Wanneer de overlastpleger woont in een huurwoning dient de overlast te worden gemeld bij de verhuurder. Op basis van het huurrecht kan de verhuurder een overlastpleger waarschuwingen geven, fysieke maatregelen nemen, een vrijwillige gedragsaanwijzing opleggen en naar de rechter voor een gedragsaanwijzing of voor beëindiging van de huurovereenkomst en ontruiming van de woning.

Overlast met zorgcomponent

Wanneer een melder of een betrokken partij van oordeel is dat een overlastpleger een zorgvraag heeft en wanneer de overlastpleger open staat voor hulpverlening wordt melding gemaakt bij het sociaal wijkteam. Als de overlastpleger hulp nodig heeft maar zorg mijdt wordt melding gemaakt bij het Meldpunt Vangnet & Advies van de GGD.

De GGD onderzoekt of de overlastpleger bekend is bij partijen in het zorgdomein. Als dit niet het geval is wordt middels bemoeizorg getracht de persoon toe te leiden naar de benodigde zorg.

Overlast door een vervuilde woning

Wanneer een woning zo vol staat met spullen of zo vervuild is dat er overlast of een gevaarlijke situatie ontstaat voor de omgeving wordt melding gemaakt bij het Meldpunt Vangnet & Advies van de GGD. De inspecteurs Hygiënisch Woning Toezicht (HWT) van de GGD onderzoeken de situatie en proberen samen met de bewoner tot een oplossing te komen.

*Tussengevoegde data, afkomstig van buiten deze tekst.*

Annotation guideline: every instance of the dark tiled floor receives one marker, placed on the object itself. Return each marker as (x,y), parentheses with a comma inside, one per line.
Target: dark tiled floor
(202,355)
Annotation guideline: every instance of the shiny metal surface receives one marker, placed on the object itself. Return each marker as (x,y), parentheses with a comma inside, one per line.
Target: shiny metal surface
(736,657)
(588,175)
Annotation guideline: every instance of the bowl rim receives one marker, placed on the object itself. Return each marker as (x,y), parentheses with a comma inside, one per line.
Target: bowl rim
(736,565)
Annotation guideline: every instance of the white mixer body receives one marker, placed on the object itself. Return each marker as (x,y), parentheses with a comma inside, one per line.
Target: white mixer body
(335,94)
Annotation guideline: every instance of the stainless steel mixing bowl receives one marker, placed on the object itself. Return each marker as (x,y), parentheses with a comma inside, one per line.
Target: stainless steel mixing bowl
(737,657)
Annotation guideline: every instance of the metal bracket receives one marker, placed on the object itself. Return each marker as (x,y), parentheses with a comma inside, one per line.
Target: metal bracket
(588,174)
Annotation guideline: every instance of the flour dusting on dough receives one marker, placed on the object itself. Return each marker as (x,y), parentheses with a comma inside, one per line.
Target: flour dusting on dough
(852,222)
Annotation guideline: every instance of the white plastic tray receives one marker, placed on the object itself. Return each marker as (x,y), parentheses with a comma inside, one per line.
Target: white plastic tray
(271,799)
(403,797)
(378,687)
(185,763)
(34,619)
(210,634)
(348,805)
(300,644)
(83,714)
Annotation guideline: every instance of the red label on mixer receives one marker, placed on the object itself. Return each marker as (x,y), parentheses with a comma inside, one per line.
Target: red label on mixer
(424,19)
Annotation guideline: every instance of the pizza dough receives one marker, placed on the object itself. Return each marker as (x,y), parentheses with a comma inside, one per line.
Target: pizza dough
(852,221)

Op basis van Bouwbesluit kunnen de inspecteurs HWT in het uiterste geval overgaan tot gedwongen ruiming of gedwongen schoonmaken van de woning.

Overlast door drugs

Wanneer de woonoverlast het gevolg is van de verkoop, aflevering, verstrekking of aanwezigheid van drugs dient de overlast te worden gemeld bij de politie. Afhankelijk van het type en de hoeveelheid drugs kan de burgemeester overgaan tot sluiting van de woning.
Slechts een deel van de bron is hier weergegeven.